When he died in 2006, five days short of his 28th birthday, the sport came together to mourn a player who had enjoyed more success – and accrued more column inches – in his abbreviated career than most manage in a lifetime.

The blond-maned Leeds star won three Masters titles, all in final frame deciders, and reached the World Championship semi-finals in 2003, losing by another final frame decider to Ken Doherty.

Following his 2001 Masters final win over Fergal O’Brien, Hunter hit the headlines by revealing the unorthodox way in which he had sought fresh momentum after trailing 6-2 at the end of the opening session.

“Sex was the last thing on my mind,” recalled Hunter, who had retired to his dressing room with his girlfriend, Lindsey Fell. “But I had to do something to break the tension.

“It was a quick session – around 10 minutes or so – but I felt great afterwards.
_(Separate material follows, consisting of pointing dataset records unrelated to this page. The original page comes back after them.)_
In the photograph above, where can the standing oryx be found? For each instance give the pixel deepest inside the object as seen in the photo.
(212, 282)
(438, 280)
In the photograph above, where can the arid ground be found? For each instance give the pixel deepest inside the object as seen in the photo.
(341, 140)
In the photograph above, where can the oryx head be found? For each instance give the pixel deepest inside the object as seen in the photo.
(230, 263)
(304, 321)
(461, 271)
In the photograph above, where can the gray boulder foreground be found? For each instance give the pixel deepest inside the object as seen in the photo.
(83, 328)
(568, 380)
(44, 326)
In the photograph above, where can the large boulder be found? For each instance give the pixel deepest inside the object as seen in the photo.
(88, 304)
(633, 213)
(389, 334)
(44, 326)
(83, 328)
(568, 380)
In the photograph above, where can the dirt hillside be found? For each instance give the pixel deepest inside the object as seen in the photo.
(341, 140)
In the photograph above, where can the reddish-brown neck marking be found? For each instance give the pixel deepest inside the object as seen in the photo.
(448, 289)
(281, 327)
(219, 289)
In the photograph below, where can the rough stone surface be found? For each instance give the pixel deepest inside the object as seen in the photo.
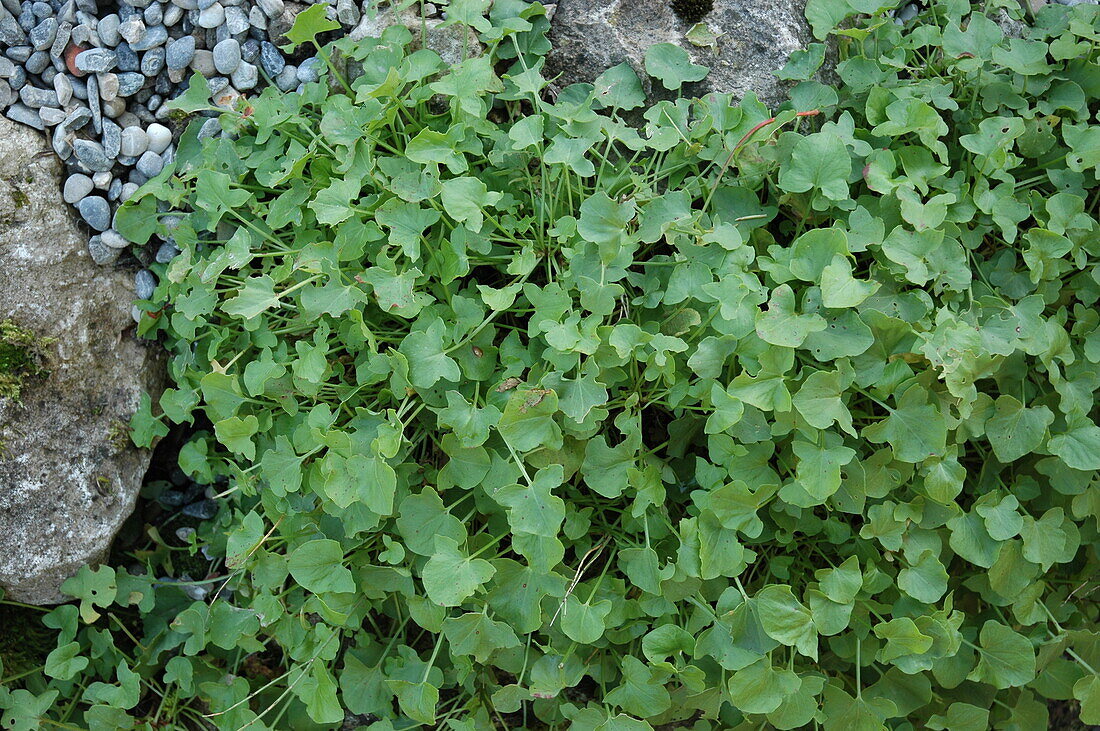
(68, 477)
(755, 40)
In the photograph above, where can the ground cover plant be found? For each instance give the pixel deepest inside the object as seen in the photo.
(538, 408)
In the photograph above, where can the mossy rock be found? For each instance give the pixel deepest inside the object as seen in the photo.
(22, 356)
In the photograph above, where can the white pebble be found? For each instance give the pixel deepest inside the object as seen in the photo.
(160, 137)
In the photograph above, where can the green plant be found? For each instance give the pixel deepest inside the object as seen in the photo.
(528, 418)
(21, 357)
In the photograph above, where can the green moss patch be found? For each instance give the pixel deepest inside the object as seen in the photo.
(22, 356)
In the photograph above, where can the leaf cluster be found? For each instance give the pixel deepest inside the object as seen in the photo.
(531, 418)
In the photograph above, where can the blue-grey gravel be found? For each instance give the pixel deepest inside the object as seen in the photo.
(76, 187)
(94, 76)
(96, 212)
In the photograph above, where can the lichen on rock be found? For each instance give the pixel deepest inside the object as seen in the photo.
(22, 356)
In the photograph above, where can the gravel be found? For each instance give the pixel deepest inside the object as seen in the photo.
(95, 75)
(96, 212)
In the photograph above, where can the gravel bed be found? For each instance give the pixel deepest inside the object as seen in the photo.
(95, 78)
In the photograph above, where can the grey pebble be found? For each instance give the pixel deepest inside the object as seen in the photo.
(63, 88)
(144, 284)
(204, 63)
(108, 86)
(43, 34)
(108, 29)
(257, 19)
(91, 154)
(114, 108)
(96, 61)
(132, 29)
(179, 53)
(130, 82)
(34, 98)
(308, 70)
(134, 141)
(51, 115)
(287, 78)
(10, 32)
(112, 139)
(128, 58)
(212, 17)
(173, 14)
(37, 62)
(76, 187)
(150, 164)
(154, 14)
(153, 61)
(216, 85)
(114, 240)
(96, 211)
(94, 103)
(272, 59)
(272, 8)
(156, 35)
(61, 39)
(19, 54)
(25, 115)
(77, 118)
(81, 34)
(227, 56)
(245, 77)
(237, 21)
(101, 254)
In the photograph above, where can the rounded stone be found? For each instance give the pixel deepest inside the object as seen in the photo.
(114, 240)
(96, 212)
(227, 56)
(180, 52)
(150, 164)
(101, 254)
(76, 187)
(134, 142)
(96, 61)
(212, 17)
(245, 77)
(204, 63)
(160, 137)
(108, 29)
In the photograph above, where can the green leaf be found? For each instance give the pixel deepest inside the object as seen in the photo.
(760, 688)
(925, 579)
(1005, 658)
(1014, 431)
(318, 566)
(583, 621)
(527, 421)
(780, 324)
(308, 24)
(671, 65)
(451, 576)
(785, 619)
(475, 634)
(818, 162)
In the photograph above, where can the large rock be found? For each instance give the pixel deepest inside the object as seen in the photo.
(68, 474)
(754, 40)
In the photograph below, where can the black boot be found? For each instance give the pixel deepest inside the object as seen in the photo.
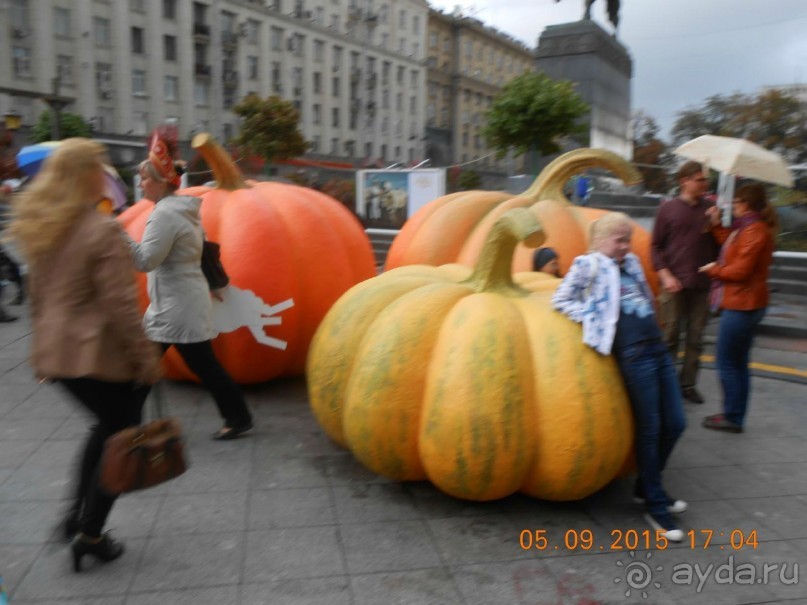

She jumped in the bath, I had a kip and then played like a dream.”

Hunter made a memorably disastrous appearance on the BBC’s Superstars programme in 2003. “There were 39 athletes and me,” Hunter told the Independent. “There was only me who smoked and drank.”

The Paul Hunter Classic was named in his honour in 2010. The Paul Hunter Foundation continues to give disadvantaged, able bodied and disabled youngsters an opportunity to play snooker.